By Kim Thuy   June 8, 2016 | 11:43 am GMT+7
U.S. veteran Kerrey refuses to step down from Fulbright University Vietnam
Bob Kerrey. Photo by AP

Former U.S. Senator Bob Kerrey has said that the backlash from his appointment as chair of Vietnam's first American-style, non-profit university will not stop him from moving forward to help advance the university.

Kerrey’s appointment at Fulbright University (FUV) has opened up old wartime wounds, fueling debate among the pubic who have recalled his role in a traumatic massacre in the peasant village of Thanh Phong in the southern province of Ben Tre during the American-Vietnam War.

When asked by Here & Now's Robin Young if he would step down from his position if it became an issue, he said no.

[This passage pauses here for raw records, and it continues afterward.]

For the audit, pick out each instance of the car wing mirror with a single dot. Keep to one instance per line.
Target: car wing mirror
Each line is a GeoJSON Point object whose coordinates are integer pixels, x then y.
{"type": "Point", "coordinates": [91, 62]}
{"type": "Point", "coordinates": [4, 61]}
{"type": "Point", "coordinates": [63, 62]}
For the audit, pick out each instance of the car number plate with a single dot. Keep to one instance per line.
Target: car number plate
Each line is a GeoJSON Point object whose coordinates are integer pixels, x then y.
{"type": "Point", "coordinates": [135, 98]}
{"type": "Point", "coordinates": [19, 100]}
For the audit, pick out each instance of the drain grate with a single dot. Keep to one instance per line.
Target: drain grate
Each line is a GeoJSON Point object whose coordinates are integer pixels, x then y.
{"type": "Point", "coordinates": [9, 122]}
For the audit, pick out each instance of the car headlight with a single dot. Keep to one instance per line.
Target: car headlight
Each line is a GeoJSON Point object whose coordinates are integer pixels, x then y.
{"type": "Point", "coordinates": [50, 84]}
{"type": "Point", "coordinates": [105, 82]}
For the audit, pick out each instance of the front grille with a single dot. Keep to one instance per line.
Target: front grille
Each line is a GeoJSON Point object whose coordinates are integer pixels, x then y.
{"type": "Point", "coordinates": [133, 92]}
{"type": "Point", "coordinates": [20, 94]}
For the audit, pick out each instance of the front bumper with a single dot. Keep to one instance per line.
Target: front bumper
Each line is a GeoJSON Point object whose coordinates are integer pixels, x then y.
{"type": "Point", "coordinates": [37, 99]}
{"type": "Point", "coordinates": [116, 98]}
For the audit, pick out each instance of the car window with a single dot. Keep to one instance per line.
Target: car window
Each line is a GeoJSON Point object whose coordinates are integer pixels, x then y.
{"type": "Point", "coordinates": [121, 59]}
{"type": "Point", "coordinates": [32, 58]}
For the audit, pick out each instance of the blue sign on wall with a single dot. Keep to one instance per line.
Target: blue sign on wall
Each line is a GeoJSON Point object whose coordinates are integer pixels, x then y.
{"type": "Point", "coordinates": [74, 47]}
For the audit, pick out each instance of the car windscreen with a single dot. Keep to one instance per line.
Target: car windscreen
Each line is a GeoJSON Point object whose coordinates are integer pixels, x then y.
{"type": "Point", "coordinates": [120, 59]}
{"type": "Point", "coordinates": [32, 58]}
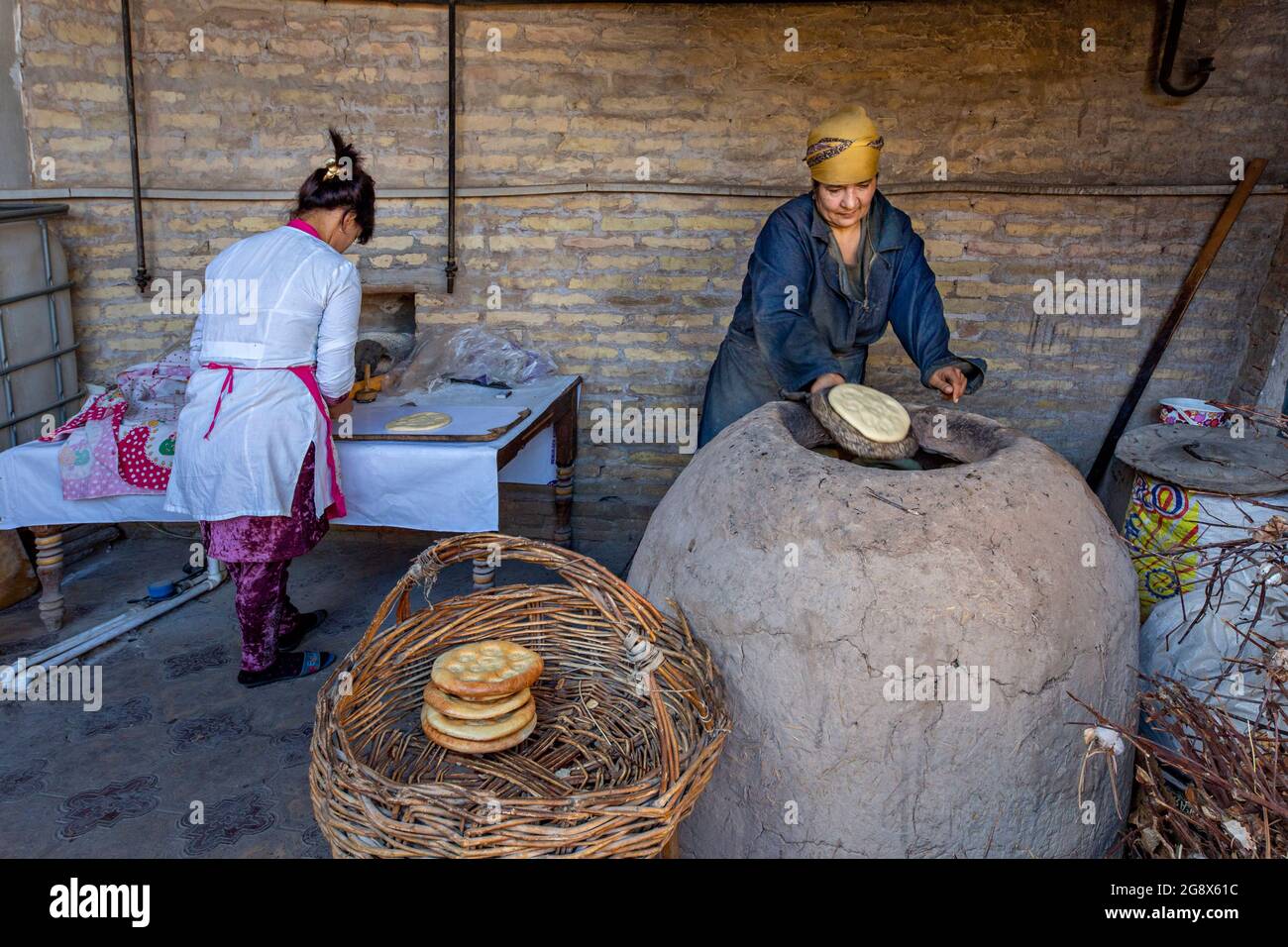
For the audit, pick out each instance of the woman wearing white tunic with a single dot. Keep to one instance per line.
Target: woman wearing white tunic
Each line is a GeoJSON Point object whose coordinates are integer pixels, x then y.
{"type": "Point", "coordinates": [271, 359]}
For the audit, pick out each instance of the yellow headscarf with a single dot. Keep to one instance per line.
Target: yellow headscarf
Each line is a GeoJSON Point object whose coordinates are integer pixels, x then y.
{"type": "Point", "coordinates": [844, 149]}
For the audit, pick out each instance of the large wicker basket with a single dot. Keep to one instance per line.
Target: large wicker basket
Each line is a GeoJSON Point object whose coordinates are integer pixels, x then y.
{"type": "Point", "coordinates": [630, 707]}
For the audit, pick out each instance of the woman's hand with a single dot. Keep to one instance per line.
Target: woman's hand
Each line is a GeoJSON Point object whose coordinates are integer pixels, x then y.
{"type": "Point", "coordinates": [951, 382]}
{"type": "Point", "coordinates": [825, 381]}
{"type": "Point", "coordinates": [340, 408]}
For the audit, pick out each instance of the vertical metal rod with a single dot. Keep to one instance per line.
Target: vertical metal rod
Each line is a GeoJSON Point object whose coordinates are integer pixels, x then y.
{"type": "Point", "coordinates": [53, 316]}
{"type": "Point", "coordinates": [8, 385]}
{"type": "Point", "coordinates": [450, 269]}
{"type": "Point", "coordinates": [141, 268]}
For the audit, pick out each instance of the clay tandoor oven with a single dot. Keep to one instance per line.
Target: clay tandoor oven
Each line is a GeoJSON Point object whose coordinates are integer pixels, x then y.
{"type": "Point", "coordinates": [898, 646]}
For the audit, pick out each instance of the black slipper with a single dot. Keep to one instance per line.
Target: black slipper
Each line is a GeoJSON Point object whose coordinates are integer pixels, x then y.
{"type": "Point", "coordinates": [304, 624]}
{"type": "Point", "coordinates": [297, 664]}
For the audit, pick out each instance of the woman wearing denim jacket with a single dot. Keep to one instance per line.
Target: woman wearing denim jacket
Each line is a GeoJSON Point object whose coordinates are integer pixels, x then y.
{"type": "Point", "coordinates": [829, 270]}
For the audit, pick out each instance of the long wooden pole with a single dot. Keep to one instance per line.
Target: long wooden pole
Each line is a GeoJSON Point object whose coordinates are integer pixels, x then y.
{"type": "Point", "coordinates": [1173, 318]}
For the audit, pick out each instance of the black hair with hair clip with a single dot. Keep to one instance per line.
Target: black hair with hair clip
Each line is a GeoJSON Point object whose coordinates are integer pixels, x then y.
{"type": "Point", "coordinates": [342, 183]}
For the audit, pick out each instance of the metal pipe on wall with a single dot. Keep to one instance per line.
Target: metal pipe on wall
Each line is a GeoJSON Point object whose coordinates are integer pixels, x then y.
{"type": "Point", "coordinates": [141, 265]}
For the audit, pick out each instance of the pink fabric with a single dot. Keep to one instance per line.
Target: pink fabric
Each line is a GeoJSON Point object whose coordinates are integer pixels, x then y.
{"type": "Point", "coordinates": [300, 226]}
{"type": "Point", "coordinates": [269, 539]}
{"type": "Point", "coordinates": [227, 386]}
{"type": "Point", "coordinates": [305, 373]}
{"type": "Point", "coordinates": [123, 441]}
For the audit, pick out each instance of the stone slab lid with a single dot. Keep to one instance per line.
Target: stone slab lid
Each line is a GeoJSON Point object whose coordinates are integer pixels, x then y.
{"type": "Point", "coordinates": [1209, 459]}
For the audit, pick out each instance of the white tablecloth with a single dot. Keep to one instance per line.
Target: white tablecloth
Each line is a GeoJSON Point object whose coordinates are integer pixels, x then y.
{"type": "Point", "coordinates": [447, 487]}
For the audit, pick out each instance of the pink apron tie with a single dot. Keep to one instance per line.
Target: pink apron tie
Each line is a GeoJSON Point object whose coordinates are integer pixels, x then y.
{"type": "Point", "coordinates": [305, 373]}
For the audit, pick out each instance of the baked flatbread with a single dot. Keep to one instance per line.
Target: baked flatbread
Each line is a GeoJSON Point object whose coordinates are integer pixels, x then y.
{"type": "Point", "coordinates": [481, 731]}
{"type": "Point", "coordinates": [875, 415]}
{"type": "Point", "coordinates": [419, 423]}
{"type": "Point", "coordinates": [476, 707]}
{"type": "Point", "coordinates": [476, 746]}
{"type": "Point", "coordinates": [485, 669]}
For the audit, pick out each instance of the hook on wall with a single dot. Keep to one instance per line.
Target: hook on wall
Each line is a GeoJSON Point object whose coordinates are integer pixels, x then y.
{"type": "Point", "coordinates": [1202, 68]}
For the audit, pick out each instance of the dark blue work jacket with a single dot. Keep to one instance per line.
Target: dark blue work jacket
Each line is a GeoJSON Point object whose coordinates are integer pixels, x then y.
{"type": "Point", "coordinates": [795, 322]}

"If it was an American university maybe I would step down, but it's not; it's a Vietnamese university and the secretary of the party of Ho Chi Minh City fully supports the efforts and my measurement is that if I were to step down it would hurt the project," said Kerrey. 

On February 25, 1969, Kerrey led a Swift Boat raid on the village targeting a communist leader whom intelligence suggested would be there. The village was considered part of a free-fire zone by the U.S. military.

However, the brutal operation went horribly wrong and at least 14 villagers, including women and children, were killed.

Fulbright University Vietnam in Ho Chi Minh City, will be open in September this year with a Masters in Public Policy. The U.S. government has committed to contribute more than $20 million to the new university. 

Vietnam’s government had approved in principle the university’s legal status, its own seal and bank account, while putting the school’s education and training program under the management of the Ministry of Education and Training.